Hold System, Redis Architecture & SSE Protocol

Overview

The hold system prevents double-booking by allowing clients to temporarily reserve ("hold") a timeslot before confirming. Holds are backed by Redis with TTL-based auto-expiry, and state changes are streamed to clients in real-time via Server-Sent Events (SSE). This document reflects the merged scheduling domain architecture used in the platform.

Hold Lifecycle

Client                          Redis                           Other Clients (via SSE)
  │                               │                               │
  │  POST /v1/holds               │                               │
  │  ─────────────────────►       │                               │
  │                               │                               │
  │  1. Check client quota        │                               │
  │     SCARD client:{cid}:holds  │                               │
  │                               │                               │
  │  2. Pick specialist by priority│                               │
  │     (availability.go logic)   │                               │
  │                               │                               │
  │  3. Atomic claim              │                               │
  │     SET hold:{atid}:{slot}:{spid}                             │
  │         value PX 30000 NX ───►│                               │
  │                               │  PUBLISH holds:events:{atid}  │
  │                               │  ─────────────────────────────►│  "hold" event
  │  4. Index by client           │                               │
  │     SADD client:{cid}:holds   │                               │
  │                               │                               │
  │  ◄──── { holdId, specialistId }│                              │
  │                               │                               │
  │  PATCH /v1/holds (heartbeat)  │                               │
  │  ─────────────────────►       │                               │
  │     PEXPIRE hold key + set    │  PUBLISH "heartbeat" event    │
  │  ◄──── { ok: true }          │  ─────────────────────────────►│
  │                               │                               │
  │  POST /v1/appointment-types/{id}/book                         │
  │  ─────────────────────►       │                               │
  │     DEL hold key              │  PUBLISH "confirm" event      │
  │     SREM from client set      │  ─────────────────────────────►│
  │     INSERT appointment into DB│                               │
  │  ◄──── { appointment }       │                               │
  │                               │                               │
  │       ── OR (no heartbeat) ── │                               │
  │                               │                               │
  │                 TTL expires ──►│                               │
  │                 Key auto-deleted                               │
  │                 (no event published on expiry)                 │

Redis Key Patterns

Hold Storage

Key:    hold:{appointmentTypeId}:{slotStartDate}:{specialistId}
Value:  JSON HoldPayload
TTL:    30 seconds (default), extended by heartbeat
Set:    NX (atomic, fails if already exists)

Example:

Key:    hold:550e8400-...:2025-03-15T09:00:00Z:770a1200-...
Value:  {"holdId":"abc123","clientId":"sess_xyz","appointmentTypeId":"550e8400-...","specialistId":"770a1200-...","slotStartDate":"2025-03-15T09:00:00Z","slotEndDate":"2025-03-15T09:30:00Z","holdExpiresAt":"2025-03-15T08:55:30Z"}
TTL:    30000ms

Client Hold Index

Key:    client:{clientId}:holds
Type:   SET of holdId strings
TTL:    Same as hold (re-set on each heartbeat)
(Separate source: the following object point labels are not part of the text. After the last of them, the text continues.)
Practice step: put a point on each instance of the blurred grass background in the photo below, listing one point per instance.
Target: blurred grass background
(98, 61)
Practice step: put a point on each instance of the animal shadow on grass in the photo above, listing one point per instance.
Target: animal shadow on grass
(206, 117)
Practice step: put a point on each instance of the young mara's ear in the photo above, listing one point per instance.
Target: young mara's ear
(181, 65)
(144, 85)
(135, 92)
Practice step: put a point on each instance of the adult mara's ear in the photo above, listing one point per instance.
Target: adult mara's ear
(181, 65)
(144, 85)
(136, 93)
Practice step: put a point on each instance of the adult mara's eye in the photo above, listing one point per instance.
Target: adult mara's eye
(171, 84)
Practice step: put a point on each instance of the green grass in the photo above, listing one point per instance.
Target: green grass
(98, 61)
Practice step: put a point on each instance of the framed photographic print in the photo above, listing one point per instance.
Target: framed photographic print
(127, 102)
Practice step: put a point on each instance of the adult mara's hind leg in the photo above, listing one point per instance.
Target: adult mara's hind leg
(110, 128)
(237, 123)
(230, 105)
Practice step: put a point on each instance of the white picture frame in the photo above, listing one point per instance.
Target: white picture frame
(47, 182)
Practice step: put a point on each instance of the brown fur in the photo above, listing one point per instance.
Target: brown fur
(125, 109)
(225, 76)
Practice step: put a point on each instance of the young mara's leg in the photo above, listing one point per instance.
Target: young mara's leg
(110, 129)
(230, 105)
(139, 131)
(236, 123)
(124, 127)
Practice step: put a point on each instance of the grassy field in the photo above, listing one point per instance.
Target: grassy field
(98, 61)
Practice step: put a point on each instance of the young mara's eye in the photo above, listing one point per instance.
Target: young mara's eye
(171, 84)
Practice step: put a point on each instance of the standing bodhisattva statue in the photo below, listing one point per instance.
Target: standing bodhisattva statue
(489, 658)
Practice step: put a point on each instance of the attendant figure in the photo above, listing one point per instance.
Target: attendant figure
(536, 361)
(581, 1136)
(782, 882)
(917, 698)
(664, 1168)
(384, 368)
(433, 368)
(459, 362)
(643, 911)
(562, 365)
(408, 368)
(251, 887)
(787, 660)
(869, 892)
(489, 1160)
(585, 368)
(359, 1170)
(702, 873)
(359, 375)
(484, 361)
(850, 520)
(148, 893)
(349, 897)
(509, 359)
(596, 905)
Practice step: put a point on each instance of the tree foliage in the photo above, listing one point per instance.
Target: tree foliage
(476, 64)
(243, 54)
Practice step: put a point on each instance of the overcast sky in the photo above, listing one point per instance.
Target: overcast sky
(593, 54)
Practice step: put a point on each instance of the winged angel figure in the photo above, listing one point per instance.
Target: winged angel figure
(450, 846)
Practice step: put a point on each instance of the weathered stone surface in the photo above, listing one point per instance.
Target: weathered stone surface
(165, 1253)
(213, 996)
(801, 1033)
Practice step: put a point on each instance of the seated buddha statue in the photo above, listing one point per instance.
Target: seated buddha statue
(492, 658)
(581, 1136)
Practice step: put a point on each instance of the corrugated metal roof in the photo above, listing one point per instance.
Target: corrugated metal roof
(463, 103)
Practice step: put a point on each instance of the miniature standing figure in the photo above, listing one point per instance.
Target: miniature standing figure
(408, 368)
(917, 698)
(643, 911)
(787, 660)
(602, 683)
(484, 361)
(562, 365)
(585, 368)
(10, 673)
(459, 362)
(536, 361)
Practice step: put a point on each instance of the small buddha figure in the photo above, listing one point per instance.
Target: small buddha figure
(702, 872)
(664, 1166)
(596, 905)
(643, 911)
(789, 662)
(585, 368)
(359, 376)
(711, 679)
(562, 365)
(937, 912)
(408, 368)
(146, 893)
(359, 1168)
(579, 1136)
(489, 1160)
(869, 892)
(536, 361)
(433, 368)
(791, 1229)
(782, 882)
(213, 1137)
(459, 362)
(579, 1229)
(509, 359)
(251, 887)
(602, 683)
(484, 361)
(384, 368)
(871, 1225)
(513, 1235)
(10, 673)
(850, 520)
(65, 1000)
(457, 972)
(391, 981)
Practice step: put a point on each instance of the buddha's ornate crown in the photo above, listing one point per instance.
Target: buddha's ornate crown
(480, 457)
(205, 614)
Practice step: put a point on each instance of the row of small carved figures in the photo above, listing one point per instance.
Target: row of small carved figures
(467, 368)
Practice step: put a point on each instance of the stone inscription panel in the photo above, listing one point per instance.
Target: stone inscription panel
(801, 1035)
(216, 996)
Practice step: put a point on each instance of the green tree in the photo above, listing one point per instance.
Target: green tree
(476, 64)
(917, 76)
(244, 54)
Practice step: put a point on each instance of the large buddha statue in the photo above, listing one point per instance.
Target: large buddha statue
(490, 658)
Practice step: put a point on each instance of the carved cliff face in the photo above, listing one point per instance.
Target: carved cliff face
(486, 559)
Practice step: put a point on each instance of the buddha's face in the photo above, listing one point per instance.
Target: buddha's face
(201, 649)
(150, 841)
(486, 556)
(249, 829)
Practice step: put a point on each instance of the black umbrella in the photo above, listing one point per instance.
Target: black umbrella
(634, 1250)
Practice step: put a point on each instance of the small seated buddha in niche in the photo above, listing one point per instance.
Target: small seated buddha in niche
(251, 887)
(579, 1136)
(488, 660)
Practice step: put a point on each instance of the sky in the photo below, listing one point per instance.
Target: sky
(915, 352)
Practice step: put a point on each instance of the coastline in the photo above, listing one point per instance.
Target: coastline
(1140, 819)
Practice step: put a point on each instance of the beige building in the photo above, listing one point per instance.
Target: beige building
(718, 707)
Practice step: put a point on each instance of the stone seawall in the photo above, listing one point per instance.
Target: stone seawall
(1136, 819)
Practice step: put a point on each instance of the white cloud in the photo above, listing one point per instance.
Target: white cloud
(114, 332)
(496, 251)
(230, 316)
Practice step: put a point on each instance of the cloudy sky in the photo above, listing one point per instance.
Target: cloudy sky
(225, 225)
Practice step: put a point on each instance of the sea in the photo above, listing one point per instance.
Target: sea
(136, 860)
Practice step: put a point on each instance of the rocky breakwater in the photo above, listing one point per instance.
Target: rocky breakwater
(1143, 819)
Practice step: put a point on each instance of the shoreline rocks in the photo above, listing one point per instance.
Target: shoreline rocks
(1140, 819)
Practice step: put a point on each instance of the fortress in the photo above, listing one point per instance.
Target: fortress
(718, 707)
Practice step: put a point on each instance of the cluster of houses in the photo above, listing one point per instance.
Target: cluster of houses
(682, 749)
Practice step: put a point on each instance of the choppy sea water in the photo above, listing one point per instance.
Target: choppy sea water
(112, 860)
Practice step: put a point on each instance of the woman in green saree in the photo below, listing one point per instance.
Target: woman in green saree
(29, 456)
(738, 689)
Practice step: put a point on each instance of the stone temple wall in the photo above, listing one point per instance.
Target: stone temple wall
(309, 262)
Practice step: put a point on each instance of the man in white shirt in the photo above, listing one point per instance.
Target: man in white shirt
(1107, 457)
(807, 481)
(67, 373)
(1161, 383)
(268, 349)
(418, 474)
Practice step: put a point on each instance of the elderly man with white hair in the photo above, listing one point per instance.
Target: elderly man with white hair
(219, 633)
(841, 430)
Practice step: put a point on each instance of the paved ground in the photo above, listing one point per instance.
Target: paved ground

Tracks which holds belong to a client. Same TTL ensures cleanup when holds expire.

Pub/Sub Channels

Channel:  holds:events:{appointmentTypeId}
Messages: JSON HoldEvent objects

All hold state changes are published here. SSE stream subscribers receive these events.

Timeslot Cache

Key:    timeslots:{appointmentTypeId}:{specialistId|pooled}
Value:  JSON timeslot response
TTL:    300 seconds (5 minutes, configurable)

Invalidated when appointments, weekly hours, or overrides change.

Rate Limiting

Key:    client_limit:{clientId}:{appointmentTypeId}
Value:  JSON { bookedAt, appointmentTypeId, cooldownMinutes, appointmentId }
TTL:    cooldownMinutes * 60 seconds

Hold Creation: Priority-Based Assignment with Retry

When a client requests a hold without specifying specialistId, the scheduling domain selects the best specialist automatically:

1. Get candidate specialists (available at this slot)
   └── For each specialist: check weekly hours, overrides, appointments

2. Filter by priority (highest wins)
   └── If multiple specialists share top priority → step 3

3. Deterministic tiebreak (FNV-1a hash)
   └── Hash seed = fnv1a32(appointmentTypeId + ":" + slotStartDate)
   └── Same slot always produces same ordering → consistent, unbiased

4. Attempt SET NX on the selected specialist
   └── Success → publish "hold" event, return
   └── Failure (already held) → add to exclusion set, go to step 2

5. Repeat until success or no candidates remain

Why retry? Between candidate discovery and SET NX, another client may have claimed the same specialist. The retry loop tries the next-best candidate without re-checking availability (it was just checked).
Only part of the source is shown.